Mesa de canto, malandro tristonho,
sentado no bar, o Bar
de Bacanas da Vila
da Penha. Cerveja
na mesa, a alma
sofrida, total solidão.
Camisa vermelha,
boné na cabeça, tombado de lado. A calça é
de linho, um vinco
perfeito, a perna cruzada,
o copo na mão.
Sapato alinhado,
em branco
e marrom, completa
o estilo do malandro Pintado.
Pensando na vida,
retorno ao passado,
pensando Pintado, enquanto
ele espera o conjunto tocar.
É noite de sábado,
seu bar
preferido, um bar
de seresta, raparigas
distintas, amigos de fé, no palco ele canta, canções prediletas, agradando aos presentes,
ele canta boleros e sambas-canções.
Mas Pintado
está triste, o peito
doído, lembranças na mente, silêncio
na voz, um
choro de espírito,
ferido na alma e no seu
coração...
O conjunto começa,
em acordes perfeitos,
os pares dançando, os passos treinados, enfeites
nos trajes,
mulheres bonitas enfeitam o salão. Dançando amanhecem, manhã de domingo, malandros
prezados, não
dormem tão cedo, à noite
acordados, mantendo a cultura, dos tempos da Lapa,
da Lapa vadia,
outrora cantada em
lindas canções.
Pintado é malandro,
do tipo incansável, tem pose distinta,
sujeito alinhado. Mas pensa em Marina,
morena Marina, as lágrimas
lhe descem, nos
cantos dos olhos,
com ele
pensando, voltando ao passado...
Domingo é descanso, da noite virada.
Segunda é batente, da roupa surrada, mas muito cuidada. Assim ele vai, seguindo
ao trabalho.
No pé da estação, que fica na Penha,
não muito distante, da Vila da Penha, Pintado arrumado, espera o vagão.

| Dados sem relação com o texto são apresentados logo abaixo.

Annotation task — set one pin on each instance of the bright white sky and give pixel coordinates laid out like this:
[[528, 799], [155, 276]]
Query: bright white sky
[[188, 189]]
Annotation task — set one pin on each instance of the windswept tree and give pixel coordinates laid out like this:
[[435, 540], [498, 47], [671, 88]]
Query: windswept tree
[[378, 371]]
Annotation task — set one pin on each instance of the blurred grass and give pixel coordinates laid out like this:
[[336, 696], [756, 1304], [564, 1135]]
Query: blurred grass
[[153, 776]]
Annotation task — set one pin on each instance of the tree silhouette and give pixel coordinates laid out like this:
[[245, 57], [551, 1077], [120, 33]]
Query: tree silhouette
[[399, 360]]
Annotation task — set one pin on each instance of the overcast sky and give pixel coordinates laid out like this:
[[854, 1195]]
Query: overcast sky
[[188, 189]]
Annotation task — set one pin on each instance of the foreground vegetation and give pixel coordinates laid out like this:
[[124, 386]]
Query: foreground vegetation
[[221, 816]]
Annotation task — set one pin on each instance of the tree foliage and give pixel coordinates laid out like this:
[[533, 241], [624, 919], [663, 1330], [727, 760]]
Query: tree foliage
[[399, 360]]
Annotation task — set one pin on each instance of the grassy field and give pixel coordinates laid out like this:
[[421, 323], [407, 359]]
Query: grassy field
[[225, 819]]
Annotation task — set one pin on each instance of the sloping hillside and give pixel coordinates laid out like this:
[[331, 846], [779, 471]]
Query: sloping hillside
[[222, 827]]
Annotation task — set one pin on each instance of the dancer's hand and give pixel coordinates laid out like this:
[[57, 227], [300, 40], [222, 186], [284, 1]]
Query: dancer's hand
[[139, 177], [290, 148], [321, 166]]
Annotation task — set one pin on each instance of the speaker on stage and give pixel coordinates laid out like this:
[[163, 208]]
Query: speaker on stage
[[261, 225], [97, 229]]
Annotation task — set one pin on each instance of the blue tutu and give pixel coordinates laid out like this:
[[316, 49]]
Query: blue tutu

Trabalha no centro, vendendo bilhetes, em loja instalada, saída de barca,
atendendo ao povão.
Segunda até
sexta, a rotina
de sempre, o trem
apertado, passagem mais
cara, e lá vai Pintado,
postado de pé, ao sabor
do balanço, no vagão predileto, primeiro vagão,
malandro arrumado, com fé no Divino e superstição.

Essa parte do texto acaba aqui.